This is a guest post by Alicia Smith an independent writer from Blacksburg, SC. She is currently pursuing a master’s degree in health and medical journalism at the University of Georgia. She received a BA in English from Limestone College in Gaffney, SC in 2012.
When Dr. Cheryl Gagne was a teenager, she romanticized people with mental illness as charismatic outsiders.
“My image of mental illness was largely positive,” she told a room full of healthcare journalists at a recent conference in Boston. “They were on the margin of society because of their brilliance.”
This view was shaken when she learned from news reports that Mark David Chapman, who murdered John Lennon of the Beatles, had a history of delusions, obsessions, and substance abuse. Gagne was 19 at the time, and the idea that a mentally ill person could be so violent came as a total shock.
A few weeks later, Gagne, then a graduate student in biomedical research, flunked out of school and became a patient herself after being admitted to a psychiatric hospital due to her battle with drugs and alcohol, she told members of the Association of Healthcare Journalists during the conference.
Gagne was diagnosed with borderline personality disorder, along with addiction, and later was told she had bipolar disorder.
After being released from the hospital, she began her own path to addiction recovery, working in shelters and detoxes.
Successfully treated, Gagne returned to school and earned a doctorate in rehabilitation counseling and today is an administrator at the federal Substance Abuse and Mental Health Services Administration.
During the past three decades she has seen media portrayals of mentally ill people – and their chances for recovery – fluctuate. After several years of mass shootings involving young men with mental disorders, media coverage has taken on a particularly sinister cast.
“The unflattering stories are often presented– you know, people with mental illness are violent, that they’re unpredictable, that they don’t get better, that they’re damaged, the broken brain,” Gagne said.

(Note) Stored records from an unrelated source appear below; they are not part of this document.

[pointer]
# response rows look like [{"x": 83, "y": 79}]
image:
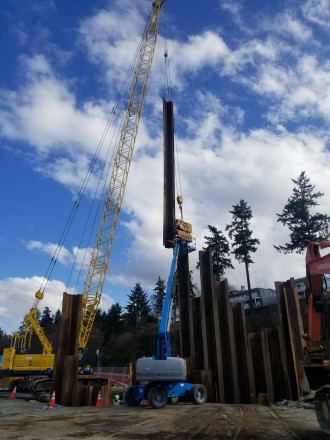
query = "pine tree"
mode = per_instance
[
  {"x": 138, "y": 307},
  {"x": 113, "y": 321},
  {"x": 303, "y": 225},
  {"x": 243, "y": 243},
  {"x": 220, "y": 251},
  {"x": 158, "y": 297}
]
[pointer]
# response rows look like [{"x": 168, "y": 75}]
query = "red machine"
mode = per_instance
[
  {"x": 316, "y": 268},
  {"x": 318, "y": 305}
]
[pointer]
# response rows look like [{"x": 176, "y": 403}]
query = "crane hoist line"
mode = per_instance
[{"x": 100, "y": 259}]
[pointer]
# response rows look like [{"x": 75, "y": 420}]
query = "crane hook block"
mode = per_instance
[
  {"x": 39, "y": 295},
  {"x": 179, "y": 199}
]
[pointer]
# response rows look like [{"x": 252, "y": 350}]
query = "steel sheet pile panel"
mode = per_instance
[
  {"x": 66, "y": 360},
  {"x": 169, "y": 175},
  {"x": 228, "y": 344},
  {"x": 185, "y": 306},
  {"x": 212, "y": 352},
  {"x": 259, "y": 365},
  {"x": 293, "y": 330},
  {"x": 278, "y": 365},
  {"x": 197, "y": 335},
  {"x": 244, "y": 360}
]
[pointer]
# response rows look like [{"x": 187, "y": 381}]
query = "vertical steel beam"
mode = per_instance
[{"x": 169, "y": 175}]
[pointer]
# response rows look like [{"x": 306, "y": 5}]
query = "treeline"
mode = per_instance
[
  {"x": 123, "y": 334},
  {"x": 298, "y": 215},
  {"x": 120, "y": 334}
]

Meanwhile, the paradigm for mental health experts has shifted to a recovery model. Gagne said that the trend is away from treatment relying heavily on psychiatric drugs and toward rehabilitation involving patient empowerment and positive interventions.

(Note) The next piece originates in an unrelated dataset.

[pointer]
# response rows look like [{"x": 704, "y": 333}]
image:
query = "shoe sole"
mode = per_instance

The old view was that mental illnesses are chronic conditions that cannot be cured, Dr. William Anthony said as part of the same panel discussion. This message of hopelessness is being undermined by empirical and anecdotal evidence indicating that some patients get better without heavy doses of medication and psychotherapy.
Recovery is the “development of new meaning and purpose as one grows beyond the catastrophe of severe mental illness,” said Dr. Anthony, vice president of The Foundation for Excellence in Mental Health Care and an emeritus professor at Boston University’s Center of Psychiatric Rehabiliation.
“There are many paths to recovery. Not the two paths– medication and therapy– that we continuously talk about. There’s school. There’s work. There’s family.” These ordinary, daily engagements provide support and affirmation for people regaining their balance in the world.
Healthcare providers who work with mentally ill people are coming to accept the idea that a less medicalized form of recovery and rehabilitation is possible, said Dr. Dost Öngür, associate professor in psychiatry at Harvard Medical School and clinical director of the Schizophrenia and Bipolar Disorder Program at McLean Hospital. They have seen the evidence piling up from scientific studies of the brain.
“The brain is dynamic and is ever-changing,” Dr. Öngür said. “After a catastrophe of any kind, it has its on capacity to compensate for the insult or the damage that was done and to heal and to find a new balance that actually is functional and can serve the needs of the individual.”
New research has found that alterations in brain function observed during early-stage psychosis are not permanent. They can be be reversed through exercises that train the brain to process new information in new ways.
Just as scientists are shifting from a “mental illness is incurable” paradigm to a recovery model, Gagne said that health and medical reporters need to retool their thinking and craft different types of narratives.
“It is very important to write with empathy,” she said. Recovery stories are more complex than tales about how drugs and doctors helped people, but then the effects wore off. In recovery narratives, “people are not being flattened out to just their symptoms or just their diagnosis. There’s a lot of attention given to the richness of the person’s life and that is a trend that is very meaningful to people in recovery.”
Stories like these not only help people coping with mental illness help themselves, but also lessen the stigma attached to the struggle.